Gerade als Kishida im Dezember den Gipfel zum 50-jährigen Jubiläum des Verbands Südostasiatischer Nationen leitete, durchsuchten japanische Staatsanwälte die kritischen politischen Fraktionen seiner Liberaldemokratischen Partei, um den Vorwürfen nachzugehen, dass einige Mitglieder politische Gelder verschwiegen hätten. Die Staatsanwälte nahmen am Sonntag ihre erste Festnahme im Zusammenhang mit dem Skandal vor und nahmen ein Mitglied der größten Fraktion der LDP wegen angeblicher Verletzung des Fundraising-Gesetzes in Gewahrsam.

Die Diskrepanz zwischen Kishidas Problemen im Inland und dem Applaus, den er von Japans Verbündeten im Ausland für seine überarbeitete Sicherheitspolitik erhalten hat, könnte nicht erschütternder sein.

Rahm Emanuel, US-Botschafter in Japan, hat die Geschwindigkeit, das Ausmaß und den Umfang der japanischen Reformen in den letzten zwei Jahren als „beispiellos“ bei der Stärkung der kollektiven Abschreckung bezeichnet. „Wenn man Japans regionales diplomatisches Engagement hinzufügt, definiert es diese Ära als eine Ära der Bündnisprojektion aus einer Ära des Bündnisschutzes“, sagte er.

Ohne den sich ausweitenden Finanzierungsskandal wäre der ASEAN-Gipfel in Tokio der Höhepunkt von Kishidas Bemühungen gewesen, die Sicherheits-, Wirtschafts- und Energiebeziehungen mit den Philippinen, Malaysia, Vietnam und anderen südostasiatischen Ländern zu vertiefen, die die Unterstützung Japans als eine Herausforderung ansehen Möglichkeit, den zunehmenden regionalen Einfluss Chinas auszugleichen.

Im Vorfeld der Veranstaltung im November stimmte Japan zu, Gespräche über ein umfassendes Verteidigungspakt mit den Philippinen aufzunehmen und die Marine des Landes mit Küstenüberwachungsradaren auszustatten.

Nach wiederholten Reisen von Kishida in die Region enthielt die Erklärung des ASEAN-Gipfels Zusagen, die von Japan und den USA vertretenen Werte aufrechtzuerhalten, darunter Demokratie, Rechtsstaatlichkeit und den Schutz der Menschenrechte.

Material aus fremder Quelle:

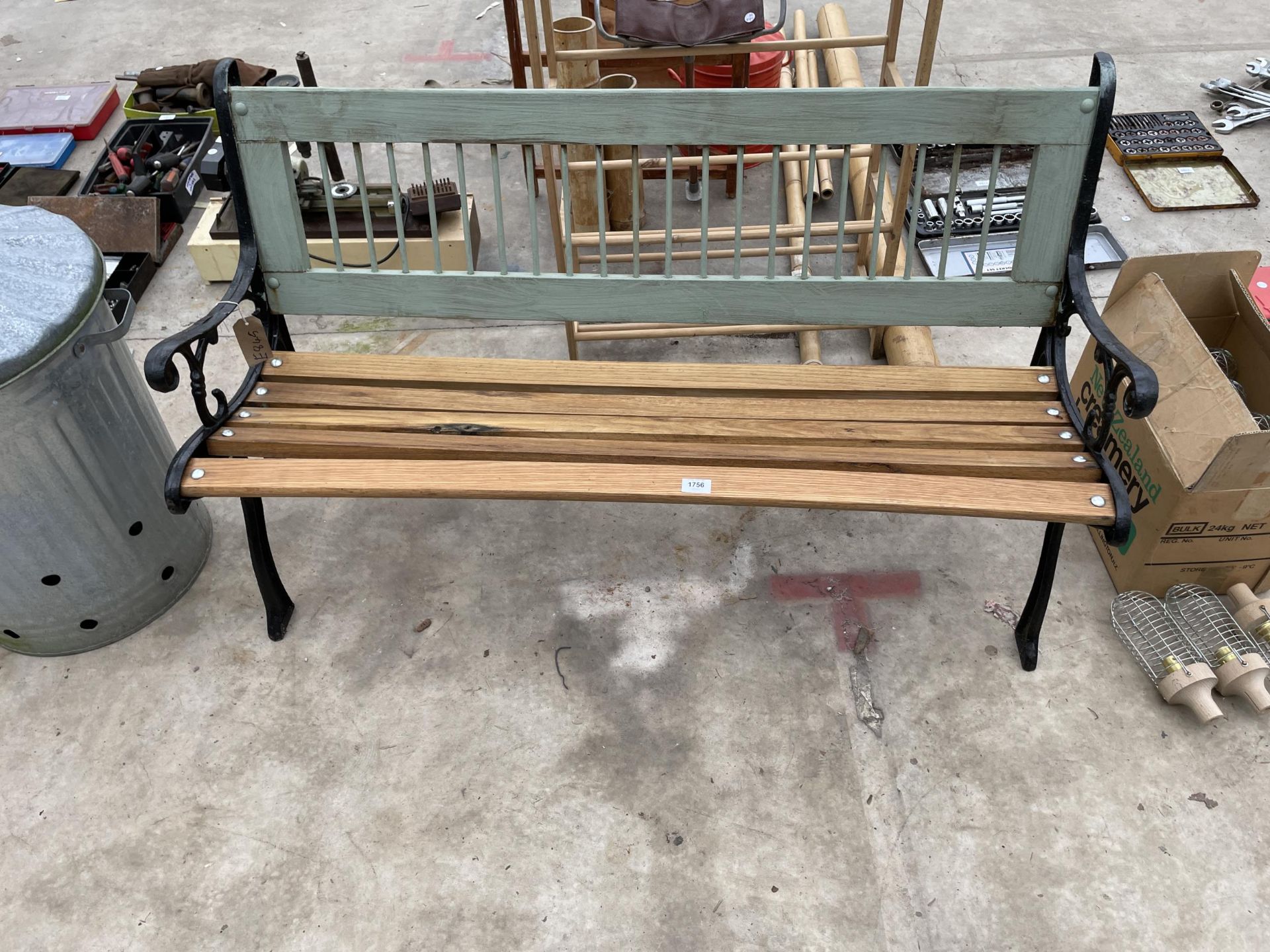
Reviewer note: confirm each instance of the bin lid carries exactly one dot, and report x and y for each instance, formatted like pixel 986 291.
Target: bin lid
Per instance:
pixel 51 278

„Was den ASEAN-Ländern am meisten missfällt, ist, dass ihnen eine Großmacht ihre Werte aufzwingt“, sagte Takeshi Yuzawa, Professor an der Hosei-Universität. „Aber China kann die Demokratisierung nicht unterstützen, daher ist es für Japan von entscheidender Bedeutung, seine Präsenz an dieser Front zu verstärken.“

Schon seit Monaten, noch bevor der Finanzierungsskandal bekannt wurde, fragten US-Beamte und Diplomaten aus anderen westlichen Ländern, wer Kishida ersetzen könnte, da seine Popularität nachließ. Es gibt sogar Spekulationen, dass die LDP Japans erste weibliche Ministerpräsidentin ernennen könnte, um seinen von Skandalen geplagten Ruf zu retten.

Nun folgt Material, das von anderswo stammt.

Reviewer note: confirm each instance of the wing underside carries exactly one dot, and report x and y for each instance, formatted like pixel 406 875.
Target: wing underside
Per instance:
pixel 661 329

Die größte Frage für diese Diplomaten ist jedoch, ob ein möglicher Führungswechsel die von der Kishida-Regierung festgelegte Verteidigungspolitik umkehren würde.

Japanische Beamte versuchten ihnen zu versichern, dass die grundlegende Richtung, die während der Amtszeit des verstorbenen Shinzo Abe im Großen und Ganzen festgelegt wurde, selbst unter einem neuen Führer wahrscheinlich nicht umgekehrt werden dürfte. Einige Analysten sagen auch, dass Kishida den Skandal überleben könnte, da in einer Zeit der politischen Krise nur wenige das Amt übernehmen würden.

Dennoch weist Yuzawa darauf hin, dass die in der ASEAN-Gipfelerklärung dargelegten politischen Ambitionen leere Rhetorik sein werden, wenn ihnen nicht konkrete Maßnahmen folgen. Die Umsetzung der neuen japanischen Verteidigungspolitik, insbesondere vor dem unsicheren Hintergrund einer US-Präsidentschaftswahl, erfordert eine starke Führung. Es gibt kaum einen schlechteren Zeitpunkt für Japan, in politische Instabilität zu geraten.